Issuu on Google+

Działanie antybakteryjne szkieł bioaktywnych na istotne klinicznie bakterie beztlenowe in vitro Outi Leppäranta, Minna Vaahtio, Timo Peltola, Di Zhang, Leena Hupa, Mikko Hupa, Heimo Ylänen, Jukka I. Salonen, Matti K. Viljanen, Erkki Eerola Otrzymano: 18 października 2006r./Zaakceptowano: 27 marca 2007 / Opublikowano w internecie: 10 lipca 2007 © Springer Science+Business Media, LLC 2007

Streszczenie Zastosowanie kliniczne szkieł bioaktywnych (BAGs) zawierających różne składniki jest przedmiotem badań od dziesięcioleci, znaleziono dla nich wiele zastosowań w stomatologii i ortopedii. Wykazano również, że cząsteczkowe BAGs mają działanie antybakteryjne. Niniejsze badanie na dużą skalę udowadnia, że dwa bioaktywne szklane proszki (S53P4 oraz 13-93) oraz materiał opracowany metodą zol-żel (CaPSiO II) mają działanie antybakteryjne na 17 istotnych klinicznie gatunków bakterii beztlenowych. Wszystkie przebadane materiały wykazały działanie hamujące wzrost, chociaż ich stężenie i czas potrzebny do jego osiągnięcia różniły się w zależności od BAG. Szkło S53P4 wykazało silne działanie hamujące wzrost na wszystkie badane patogeny. Szkło 13-93 oraz materiał CaPSiO II opracowany metodą zol-żel wykazały umiarkowane właściwości antybakteryjne. Wprowadzenie Materiały bioaktywne są definiowane jako materiały wywołujące określoną biologiczną odpowiedź na powierzchni materiału i tkanki, powodującą tworzenia się wiązania pomiędzy nimi. Wiązania odzwierciedlają zdolność tych materiałów do reagowania w płynie ustrojowym oraz tworzenia kostnej, podobnej do minerału warstwy fosforanu wapnia na ich powierzchniach. Biokompatybilne, wiążące tkanki bioaktywne szkła (BAGs) zostały wprowadzone po raz pierwszy we wczesnych latach siedemdziesiątych. Podstawowymi składnikami większości szkieł bioaktywnych są SiO2, Na2O, CaO oraz P2O5, a zawartość procentowa tych tlenków jest różna w różnych szkłach. Od momentu wynalezienia bioszkła Bioglass® 45S5, prowadzone są rozległe studia nad licznymi szkłami oraz ceramiką szklaną dla określenia ich zastosowań klinicznych. Składy niektórych z nich zostały zastosowane jako materiały stałe i cząsteczkowe przy leczeniu wielu niepowiązanych ze sobą chorób klinicznych. Obecnie, BAGs znajdują zastosowanie zarówno w stomatologii, jak i w ortopedii.

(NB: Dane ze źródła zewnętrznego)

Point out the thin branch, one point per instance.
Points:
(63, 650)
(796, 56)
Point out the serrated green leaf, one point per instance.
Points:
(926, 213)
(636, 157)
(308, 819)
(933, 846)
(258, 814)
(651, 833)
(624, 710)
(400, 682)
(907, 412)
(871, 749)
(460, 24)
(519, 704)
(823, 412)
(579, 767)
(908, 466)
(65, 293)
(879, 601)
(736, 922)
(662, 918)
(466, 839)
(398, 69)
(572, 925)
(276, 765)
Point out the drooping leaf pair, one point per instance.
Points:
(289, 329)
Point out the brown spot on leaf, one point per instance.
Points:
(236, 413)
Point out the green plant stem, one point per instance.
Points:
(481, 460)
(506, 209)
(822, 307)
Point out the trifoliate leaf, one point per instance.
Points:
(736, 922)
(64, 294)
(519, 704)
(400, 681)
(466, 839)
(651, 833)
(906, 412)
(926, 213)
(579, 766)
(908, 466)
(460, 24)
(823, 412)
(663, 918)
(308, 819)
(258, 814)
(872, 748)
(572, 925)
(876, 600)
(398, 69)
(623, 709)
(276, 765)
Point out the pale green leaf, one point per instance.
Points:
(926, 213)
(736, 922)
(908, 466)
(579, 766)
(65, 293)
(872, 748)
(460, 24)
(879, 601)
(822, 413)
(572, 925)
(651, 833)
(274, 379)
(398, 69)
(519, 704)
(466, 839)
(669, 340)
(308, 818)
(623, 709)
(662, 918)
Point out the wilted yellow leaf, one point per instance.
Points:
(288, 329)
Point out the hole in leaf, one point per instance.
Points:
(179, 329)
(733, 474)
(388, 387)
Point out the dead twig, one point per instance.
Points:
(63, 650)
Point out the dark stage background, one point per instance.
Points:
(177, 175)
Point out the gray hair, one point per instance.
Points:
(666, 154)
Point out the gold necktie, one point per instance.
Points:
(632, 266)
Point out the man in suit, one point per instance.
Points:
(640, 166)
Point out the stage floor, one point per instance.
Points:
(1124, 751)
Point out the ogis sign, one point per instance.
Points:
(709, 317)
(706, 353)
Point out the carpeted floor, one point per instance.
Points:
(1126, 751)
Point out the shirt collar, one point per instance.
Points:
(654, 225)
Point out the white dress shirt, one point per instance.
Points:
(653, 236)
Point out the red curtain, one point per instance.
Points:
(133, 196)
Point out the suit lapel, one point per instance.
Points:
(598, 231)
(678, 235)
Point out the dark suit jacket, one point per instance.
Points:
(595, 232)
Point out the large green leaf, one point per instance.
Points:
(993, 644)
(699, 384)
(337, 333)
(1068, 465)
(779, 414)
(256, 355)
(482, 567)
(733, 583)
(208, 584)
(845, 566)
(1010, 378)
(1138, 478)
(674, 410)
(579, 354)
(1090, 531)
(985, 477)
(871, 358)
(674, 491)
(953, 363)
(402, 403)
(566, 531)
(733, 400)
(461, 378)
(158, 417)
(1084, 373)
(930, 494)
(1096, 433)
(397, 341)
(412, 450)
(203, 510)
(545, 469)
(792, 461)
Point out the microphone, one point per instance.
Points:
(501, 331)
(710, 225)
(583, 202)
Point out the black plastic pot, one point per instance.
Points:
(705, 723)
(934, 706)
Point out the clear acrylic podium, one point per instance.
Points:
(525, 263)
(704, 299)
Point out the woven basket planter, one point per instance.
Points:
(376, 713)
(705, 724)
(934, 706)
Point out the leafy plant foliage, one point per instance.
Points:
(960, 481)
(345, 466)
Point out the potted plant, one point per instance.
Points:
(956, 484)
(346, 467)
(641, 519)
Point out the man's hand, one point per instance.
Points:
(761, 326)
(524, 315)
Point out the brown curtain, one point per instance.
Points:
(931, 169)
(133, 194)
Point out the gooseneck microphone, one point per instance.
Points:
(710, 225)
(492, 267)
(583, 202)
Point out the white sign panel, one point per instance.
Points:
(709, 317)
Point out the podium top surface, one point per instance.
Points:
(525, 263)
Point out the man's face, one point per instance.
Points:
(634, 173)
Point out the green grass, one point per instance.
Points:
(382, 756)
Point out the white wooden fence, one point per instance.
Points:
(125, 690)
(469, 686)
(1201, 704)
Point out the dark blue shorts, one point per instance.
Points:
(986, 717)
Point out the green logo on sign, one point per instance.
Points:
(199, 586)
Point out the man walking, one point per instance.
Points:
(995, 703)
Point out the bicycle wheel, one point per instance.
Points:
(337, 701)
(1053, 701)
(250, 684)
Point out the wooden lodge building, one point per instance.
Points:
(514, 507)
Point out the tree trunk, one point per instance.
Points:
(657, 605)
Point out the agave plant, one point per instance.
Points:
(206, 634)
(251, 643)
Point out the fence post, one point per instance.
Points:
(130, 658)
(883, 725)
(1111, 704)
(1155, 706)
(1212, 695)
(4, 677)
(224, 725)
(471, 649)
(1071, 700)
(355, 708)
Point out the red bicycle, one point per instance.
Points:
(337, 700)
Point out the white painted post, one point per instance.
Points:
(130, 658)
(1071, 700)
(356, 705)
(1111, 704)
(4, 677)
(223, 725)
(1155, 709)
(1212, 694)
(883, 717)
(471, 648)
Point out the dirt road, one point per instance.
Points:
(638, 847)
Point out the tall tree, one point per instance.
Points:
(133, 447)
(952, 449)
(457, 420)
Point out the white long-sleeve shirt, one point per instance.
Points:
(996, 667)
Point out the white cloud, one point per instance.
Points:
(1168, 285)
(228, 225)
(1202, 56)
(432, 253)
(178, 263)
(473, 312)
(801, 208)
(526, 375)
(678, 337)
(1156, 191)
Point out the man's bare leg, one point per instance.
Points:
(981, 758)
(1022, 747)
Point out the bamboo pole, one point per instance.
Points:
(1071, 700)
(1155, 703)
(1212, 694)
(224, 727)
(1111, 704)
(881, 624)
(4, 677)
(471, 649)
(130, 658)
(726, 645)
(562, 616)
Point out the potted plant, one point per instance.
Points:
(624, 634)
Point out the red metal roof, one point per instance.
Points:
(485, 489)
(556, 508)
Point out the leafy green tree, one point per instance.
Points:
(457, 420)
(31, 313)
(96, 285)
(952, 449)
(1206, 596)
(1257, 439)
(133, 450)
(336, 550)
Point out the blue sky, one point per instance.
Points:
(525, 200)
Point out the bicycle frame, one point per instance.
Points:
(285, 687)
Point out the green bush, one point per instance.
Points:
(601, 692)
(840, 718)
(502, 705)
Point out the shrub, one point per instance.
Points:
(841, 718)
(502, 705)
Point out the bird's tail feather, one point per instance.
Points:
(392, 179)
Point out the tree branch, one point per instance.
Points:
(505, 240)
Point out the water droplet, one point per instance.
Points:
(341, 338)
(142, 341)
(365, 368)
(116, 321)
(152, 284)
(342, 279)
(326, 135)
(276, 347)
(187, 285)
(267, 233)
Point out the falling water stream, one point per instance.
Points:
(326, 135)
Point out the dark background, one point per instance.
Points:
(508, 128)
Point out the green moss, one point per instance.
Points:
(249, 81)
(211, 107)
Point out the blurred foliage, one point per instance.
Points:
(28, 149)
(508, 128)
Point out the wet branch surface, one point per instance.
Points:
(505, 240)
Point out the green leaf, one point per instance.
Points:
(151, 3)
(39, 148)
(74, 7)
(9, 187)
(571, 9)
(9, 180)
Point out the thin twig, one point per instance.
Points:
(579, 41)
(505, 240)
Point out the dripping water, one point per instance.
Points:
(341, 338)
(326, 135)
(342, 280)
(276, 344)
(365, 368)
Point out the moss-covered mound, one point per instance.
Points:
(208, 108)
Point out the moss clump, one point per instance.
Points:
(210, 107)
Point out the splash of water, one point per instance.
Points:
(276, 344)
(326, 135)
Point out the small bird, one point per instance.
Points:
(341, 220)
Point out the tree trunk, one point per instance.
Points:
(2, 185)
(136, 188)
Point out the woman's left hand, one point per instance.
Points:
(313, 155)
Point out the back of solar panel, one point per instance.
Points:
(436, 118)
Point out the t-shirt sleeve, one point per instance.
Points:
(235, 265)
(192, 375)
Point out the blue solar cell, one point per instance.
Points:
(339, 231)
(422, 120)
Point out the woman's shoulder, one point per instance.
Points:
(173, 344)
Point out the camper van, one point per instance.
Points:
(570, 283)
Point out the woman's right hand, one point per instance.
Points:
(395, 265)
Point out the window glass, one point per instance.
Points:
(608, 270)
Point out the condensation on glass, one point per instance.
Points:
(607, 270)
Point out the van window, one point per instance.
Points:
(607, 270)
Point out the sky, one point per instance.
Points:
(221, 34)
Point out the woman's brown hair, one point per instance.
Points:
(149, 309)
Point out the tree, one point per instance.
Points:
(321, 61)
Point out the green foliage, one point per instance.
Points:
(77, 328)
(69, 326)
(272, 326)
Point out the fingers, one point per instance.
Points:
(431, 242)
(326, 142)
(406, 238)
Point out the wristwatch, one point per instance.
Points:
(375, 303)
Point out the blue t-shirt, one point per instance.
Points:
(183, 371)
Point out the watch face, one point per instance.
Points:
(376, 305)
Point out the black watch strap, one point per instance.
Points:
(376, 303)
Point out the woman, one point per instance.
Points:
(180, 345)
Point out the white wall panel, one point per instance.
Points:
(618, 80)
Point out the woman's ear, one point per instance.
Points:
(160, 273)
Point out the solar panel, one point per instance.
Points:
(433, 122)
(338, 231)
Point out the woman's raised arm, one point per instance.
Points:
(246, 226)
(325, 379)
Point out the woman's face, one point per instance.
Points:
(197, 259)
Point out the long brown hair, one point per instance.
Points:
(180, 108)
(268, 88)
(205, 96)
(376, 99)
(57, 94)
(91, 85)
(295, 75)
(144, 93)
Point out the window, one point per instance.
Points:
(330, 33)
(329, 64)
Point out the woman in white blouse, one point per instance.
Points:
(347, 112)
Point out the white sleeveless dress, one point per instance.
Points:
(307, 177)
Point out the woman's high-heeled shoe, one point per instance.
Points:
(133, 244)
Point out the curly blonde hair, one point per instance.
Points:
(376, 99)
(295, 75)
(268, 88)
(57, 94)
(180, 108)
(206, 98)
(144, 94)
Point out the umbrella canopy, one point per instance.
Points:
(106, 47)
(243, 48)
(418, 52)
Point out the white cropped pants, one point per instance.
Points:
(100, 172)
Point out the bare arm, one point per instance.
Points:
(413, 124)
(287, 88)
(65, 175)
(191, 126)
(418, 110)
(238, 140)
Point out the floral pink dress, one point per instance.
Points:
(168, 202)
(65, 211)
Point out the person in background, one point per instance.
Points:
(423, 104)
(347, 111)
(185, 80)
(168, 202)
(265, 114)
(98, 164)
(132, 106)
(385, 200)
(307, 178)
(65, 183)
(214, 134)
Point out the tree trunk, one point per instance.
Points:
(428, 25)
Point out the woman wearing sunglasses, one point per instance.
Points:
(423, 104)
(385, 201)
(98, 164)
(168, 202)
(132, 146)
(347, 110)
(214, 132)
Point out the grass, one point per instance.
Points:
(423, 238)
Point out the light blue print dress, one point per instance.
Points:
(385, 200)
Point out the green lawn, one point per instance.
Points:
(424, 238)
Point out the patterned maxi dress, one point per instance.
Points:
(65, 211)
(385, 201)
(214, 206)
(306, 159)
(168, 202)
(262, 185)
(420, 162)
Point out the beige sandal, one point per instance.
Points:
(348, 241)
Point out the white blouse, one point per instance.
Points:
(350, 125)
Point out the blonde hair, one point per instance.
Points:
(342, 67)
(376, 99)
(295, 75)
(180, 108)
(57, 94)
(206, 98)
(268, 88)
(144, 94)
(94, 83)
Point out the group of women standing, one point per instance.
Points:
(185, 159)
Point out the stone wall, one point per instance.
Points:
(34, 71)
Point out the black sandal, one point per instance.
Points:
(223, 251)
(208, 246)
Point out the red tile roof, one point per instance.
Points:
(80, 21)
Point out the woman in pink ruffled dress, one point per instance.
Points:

Uprzednio wykazano, że szkło bioaktywne S53P4 ma działanie antybakteryjne na niektóre mikroorganizmy jamy ustnej. Niedawno, szkło S53P4 oraz inne BAGs wykazały podobne właściwości na wiele istotnych klinicznie patogenów tlenowych. Zasugerowano, że działanie antybakteryjne BAGs opiera się na kilku czynnikach, w tym, na wysokim pH oraz działaniu osmotycznym spowodowanym niefizjologicznym stężeniem jonów rozpuszczonych ze szkła., tzn., wpływ na działanie antybakteryjne szkła BAG ma jego skład chemiczny oraz warunki rozpuszczania w jego otoczeniu. W niniejszym obszernym badaniu oceniamy skuteczność antybakteryjną dwóch konwencjonalnych bioaktywnych szklanych proszków oraz materiału opracowanego metodą zol-żel na 17 istotnych klinicznie bakterii beztlenowych. W celu uzyskania wiarygodnych wyników ilość żywych bakterii wystawionych na działanie BAGs w każdej próbie był znormalizowany przez analizę zdolności przeżycia bakterii dokonywaną za pomocą metody szybkiej cytometrii. Materiały i metody Materiały Drobne proszki bioaktywnych szkieł S53P4 oraz 13-93 zostały wyprodukowane przez Process Chemistry Centre (Centrum Chemii Procesowej), Åbo Akademi University, Turku. Materiał CaPSiO II opracowany metodą zol-żel został wyprodukowany w Turku Biometerials Cetre (Centrum Biomateriałów w Turku), z zastosowaniem metody opisanej uprzednio. E-glass (obojętne szkło służące jako punkt odniesienia) uzyskano od Ahlstrӧm Glassfibre Oy (Karhula, Finlandia). Tabela 1 pokazuje składy szkieł. Szklane proszki odsiano tak, aby pozostały cząsteczki wielkości rzędu ≤ 45 μm. Mikroorganizmy i warunki kultury Zastosowane mikroorganizmy to Bacteroides fragilis (UK NEQAS, Sheffield, Zjednoczone Królestwo), Bacteroides

1


Thetaitaomicron ATCC 29741 (American Type Culture Collection, Rockville, MD, Bifidobacterium adolescentis ATCC 15704, Clostridium difficile (fiński izolat kliniczny), Clostridium perfringens (fiński izolat kliniczny), Chlostridium septicum 105020 (Węgry), Eubacterium lentum AHP 6425 (zbiór kultur, Uniwersytet w Goteborgu, Szwecja), Fusobacterium nucleatum NCTC 10562 (National Collection of Type Cultures, Londyn, Zjednoczone Królestwo), Peptosctreptococcus anaerobius

AHC 5044 (zbiór kultur the National Public Health Institute (Krajowego Instytutu Zdrowia Publicznego), Finlandia), Porphyromonas gingivalis ATCC 35277, Prevotella intermedia ATCC 66563, Prevotella melaninogenica ATCC 25845, Propionibacterium acnes (fiński izolat kliniczny), Propionibacterium propionicus ATCC 14157, Staphylococcus epidermidis ATCC 14990, Veillonella parvula ATCC 10790.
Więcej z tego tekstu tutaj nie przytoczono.